= Call signs in South America =

Signs used to identify radio & TV stations in South America

Call signs in South America are used for a variety of purposes, including identifying radio and TV stations. Argentina and Brazil both have broadcast call signs systems. Some stations still broadcast their call signs a few times a day, but this practice is becoming very rare. Call signs were first assigned to South American countries in 1913, and the call sign blocks were expanded to include amateur radio in 1947.

In 1995, Brazil, Argentina, Peru, Uruguay and Venezuela signed up to the International Amateur Radio Permit agreement requiring governments to mutually recognize amateur radio licenses issued to citizens of other participating countries. Canada and the United States are also party to the agreement.

==Argentina==

Argentinian broadcast call signs consist of two (or, more recently, three) letters followed by multiple numbers. The second letter, as used in television call signs from the 1960s, traditionally indicated the region; LS call signs were given to stations in Buenos Aires, LT in the northeastern region, LU in the southern region, LV in the central region and LW in the northwestern region. (LR was used for some radio stations, especially in Buenos Aires; the earliest radio stations in the Argentine capital had call signs of LR plus one digit.) Most TV stations had call signs with higher two-digit numbers. The five main stations in the Buenos Aires area had call signs from LS 82 to LS 86, while stations in Rosario, Santa Fe had call signs LT 83 and LT 85.

Amateur radio call signs are used to uniquely identify 37,000 licensed amateur operators in Argentina.
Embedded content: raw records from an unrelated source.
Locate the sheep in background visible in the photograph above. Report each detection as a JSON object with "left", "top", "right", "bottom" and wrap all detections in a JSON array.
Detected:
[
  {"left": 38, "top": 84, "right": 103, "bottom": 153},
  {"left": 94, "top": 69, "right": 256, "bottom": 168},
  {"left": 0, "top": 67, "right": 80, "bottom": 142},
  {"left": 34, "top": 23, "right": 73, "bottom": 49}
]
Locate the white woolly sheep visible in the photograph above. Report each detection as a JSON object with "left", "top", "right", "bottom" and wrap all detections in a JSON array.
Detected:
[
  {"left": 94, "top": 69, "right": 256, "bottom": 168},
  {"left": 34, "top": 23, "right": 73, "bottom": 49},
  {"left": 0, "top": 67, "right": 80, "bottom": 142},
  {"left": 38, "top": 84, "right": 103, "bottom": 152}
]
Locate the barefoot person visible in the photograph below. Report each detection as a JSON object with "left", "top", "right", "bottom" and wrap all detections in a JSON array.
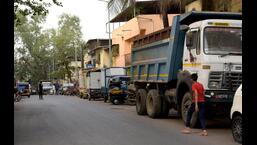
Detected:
[{"left": 181, "top": 73, "right": 208, "bottom": 136}]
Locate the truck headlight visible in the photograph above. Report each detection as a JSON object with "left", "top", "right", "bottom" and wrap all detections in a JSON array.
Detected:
[
  {"left": 209, "top": 82, "right": 221, "bottom": 89},
  {"left": 208, "top": 72, "right": 223, "bottom": 89}
]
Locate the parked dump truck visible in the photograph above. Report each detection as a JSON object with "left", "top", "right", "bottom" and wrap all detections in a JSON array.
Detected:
[{"left": 131, "top": 12, "right": 242, "bottom": 126}]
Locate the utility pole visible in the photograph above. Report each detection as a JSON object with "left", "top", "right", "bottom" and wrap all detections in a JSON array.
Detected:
[
  {"left": 73, "top": 43, "right": 78, "bottom": 80},
  {"left": 98, "top": 0, "right": 112, "bottom": 67}
]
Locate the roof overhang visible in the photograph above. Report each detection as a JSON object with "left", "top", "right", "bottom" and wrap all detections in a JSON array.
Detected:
[
  {"left": 110, "top": 1, "right": 180, "bottom": 23},
  {"left": 180, "top": 11, "right": 242, "bottom": 25}
]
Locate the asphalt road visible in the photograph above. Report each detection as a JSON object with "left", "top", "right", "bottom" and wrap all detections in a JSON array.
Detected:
[{"left": 14, "top": 96, "right": 238, "bottom": 145}]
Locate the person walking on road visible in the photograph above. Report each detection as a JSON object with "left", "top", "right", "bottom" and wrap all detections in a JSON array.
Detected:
[
  {"left": 181, "top": 73, "right": 208, "bottom": 136},
  {"left": 54, "top": 82, "right": 60, "bottom": 95},
  {"left": 38, "top": 81, "right": 43, "bottom": 100}
]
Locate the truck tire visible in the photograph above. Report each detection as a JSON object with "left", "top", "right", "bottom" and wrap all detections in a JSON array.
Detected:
[
  {"left": 146, "top": 89, "right": 162, "bottom": 118},
  {"left": 181, "top": 92, "right": 200, "bottom": 128},
  {"left": 136, "top": 89, "right": 146, "bottom": 115},
  {"left": 160, "top": 97, "right": 170, "bottom": 118}
]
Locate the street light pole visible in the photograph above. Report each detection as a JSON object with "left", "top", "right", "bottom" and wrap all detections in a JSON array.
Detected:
[
  {"left": 108, "top": 3, "right": 112, "bottom": 67},
  {"left": 98, "top": 0, "right": 112, "bottom": 67}
]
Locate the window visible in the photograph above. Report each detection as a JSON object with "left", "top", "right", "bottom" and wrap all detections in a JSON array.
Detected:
[
  {"left": 112, "top": 44, "right": 119, "bottom": 57},
  {"left": 188, "top": 31, "right": 200, "bottom": 55},
  {"left": 204, "top": 27, "right": 242, "bottom": 54}
]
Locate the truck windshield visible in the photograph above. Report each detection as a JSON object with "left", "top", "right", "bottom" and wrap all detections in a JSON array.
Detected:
[{"left": 203, "top": 27, "right": 242, "bottom": 55}]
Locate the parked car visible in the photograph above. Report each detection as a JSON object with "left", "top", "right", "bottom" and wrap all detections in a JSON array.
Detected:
[
  {"left": 16, "top": 82, "right": 31, "bottom": 97},
  {"left": 58, "top": 83, "right": 74, "bottom": 95},
  {"left": 230, "top": 84, "right": 242, "bottom": 143}
]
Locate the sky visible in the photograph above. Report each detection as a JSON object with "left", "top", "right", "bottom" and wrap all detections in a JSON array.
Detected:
[{"left": 44, "top": 0, "right": 109, "bottom": 41}]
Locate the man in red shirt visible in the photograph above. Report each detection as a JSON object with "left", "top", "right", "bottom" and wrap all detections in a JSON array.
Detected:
[{"left": 182, "top": 73, "right": 208, "bottom": 136}]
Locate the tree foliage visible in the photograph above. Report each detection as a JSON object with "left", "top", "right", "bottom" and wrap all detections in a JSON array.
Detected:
[
  {"left": 14, "top": 16, "right": 50, "bottom": 85},
  {"left": 52, "top": 14, "right": 83, "bottom": 80},
  {"left": 14, "top": 0, "right": 62, "bottom": 25},
  {"left": 14, "top": 14, "right": 83, "bottom": 83}
]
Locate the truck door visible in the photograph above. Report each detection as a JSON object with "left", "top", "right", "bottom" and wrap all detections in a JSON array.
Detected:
[{"left": 183, "top": 29, "right": 200, "bottom": 72}]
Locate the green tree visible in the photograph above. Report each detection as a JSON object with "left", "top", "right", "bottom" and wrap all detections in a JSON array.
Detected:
[
  {"left": 51, "top": 14, "right": 83, "bottom": 80},
  {"left": 14, "top": 0, "right": 62, "bottom": 25},
  {"left": 14, "top": 16, "right": 51, "bottom": 83}
]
Call signs are regulated internationally by the ITU as well as nationally by the Comisión Nacional de Comunicaciones of the Argentine government. Foreign amateurs can obtain permission to operate in the country from can contact the Radio Club Argentino.

Since 2000 or earlier, call signs beginning with LR and a third letter, as well as have been assigned,

- LRA exclusively assigned to Radio Nacional, regardless of its location, or mode of transmission.
- LRF - LRU In Tierra del Fuego, Chubut, Santa Cruz
- LRG - LRT In Neuquen, La Pampa, Rio Negro
- LRH - LRR In Chaco, Formosa, Corrientes, Misiones (but not exclusively, a tv station in Buenos Aires has been assigned with this call sign)
- LRI - LRM - LRP - LRS In Santa Fe, Buenos Aires, Entre Ríos
- LRJ - LRN - LRT in Cordoba, Mendoza, San Luis, La Rioja, San Juan
- LRK - LRQ in Salta, Jujuy, San Juan, Catamarca, Santiago del Estero
- LRL - In Ciudad Autonoma de Buenos Aires and its Metropolitan Area (but not exclusively, a station in Santa Fe has been assigned with this call sign)

For instance, LRI 486 is Canal 8 in Mar del Plata, Buenos Aires.
There are other Callsigns almost unused, I.E. AYP 75 FM 99.5 MHz. in Ciudad Autonoma de Buenos Aires, and LOL Observatorio Naval (National Observatory, a time signal station which operates in Shortwave.

==Brazil==

For more information the page Indicativo de chamada (in Portuguese) has a complete description of Brazilian call signs. For TV and radio stations the letters ZY are used, followed by one letter and three numbers. ZYA and ZYB are allocated to television stations, ZYI, ZYJ, ZYK and ZYL designate AM stations, ZYG is used for shortwave stations, ZYC, ZYD, ZYM and ZYU are given to FM stations.

For example, ZYB-883 (analog channel 18) is TV Tribuna in Santos.